The following table shows the results of the 2021 election.

| Party |  | Ward |  |  | List |  |  | Total seats |
| Votes | % | Seats | Votes | % | Seats |
|  | African National Congress | 53,502 | 69.61 | 33 | 58,121 | 75.89 | 17 | 50 |
|  | Economic Freedom Fighters | 9,236 | 12.02 | 0 | 11,085 | 14.47 | 9 | 9 |
|  | Democratic Alliance | 4,191 | 5.45 | 0 | 4,283 | 5.59 | 4 | 4 |
|  | Independent candidates | 7,504 | 9.76 | 0 |  |  |  | 0 |
|  | African Transformation Movement | 724 | 0.94 | 0 | 773 | 1.01 | 1 | 1 |
|  | Freedom Front Plus | 630 | 0.82 | 0 | 682 | 0.89 | 1 | 1 |
|  | 8 other parties | 1,069 | 1.39 | 0 | 1,640 | 2.14 | 0 | 0 |
| Total |  | 76,856 | 100.00 | 33 | 76,584 | 100.00 | 32 | 65 |
| Valid votes |  | 76,856 | 98.23 |  | 76,584 | 98.02 |  |  |
| Invalid/blank votes |  | 1,388 | 1.77 |  | 1,550 | 1.98 |  |  |
| Total votes |  | 78,244 | 100.00 |  | 78,134 | 100.00 |  |  |
| Registered voters/turnout |  | 172,783 | 45.28 |  | 172,783 | 45.22 |  |  |

===By-elections from November 2021===
The following by-elections were held to fill vacant ward seats in the period from November 2021. A number of ANC councillors were expelled by the party after working with the Economic Freedom Fighters (EFF) to elect Johan Mkhatshwa, former mayor and the top-ranked ANC candidate on the proportional list, elected as mayor. The ANC candidates won both available seats in the August by-elections, although the party received less than 50% of the votes in ward 10. The EFF won the October by-election in ward 11, its first ward win in the province.

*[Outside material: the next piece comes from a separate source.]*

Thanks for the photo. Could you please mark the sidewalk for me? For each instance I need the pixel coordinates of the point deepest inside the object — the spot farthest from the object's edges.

| Date | Ward | Party of the previous councillor |  | Party of the newly elected councillor |  |
|---|---|---|---|---|---|
| 31 August 2022 | 10 |  | African National Congress |  | African National Congress |
| 31 August 2022 | 13 |  | African National Congress |  | African National Congress |
| 19 October 2022 | 11 |  | African National Congress |  | Economic Freedom Fighters |

== Others ==
Nkomazi municipality is home to giant processors of sugar cane the Selati Company and to various coal mines.The municipality has a gate to the country's biggest National park, The Kruger National Park.

Nkomazi Municipality serve as a link between Mozambique and South Africa at the Lebombo border.There are also multiple border posts between South Africa and Swaziland.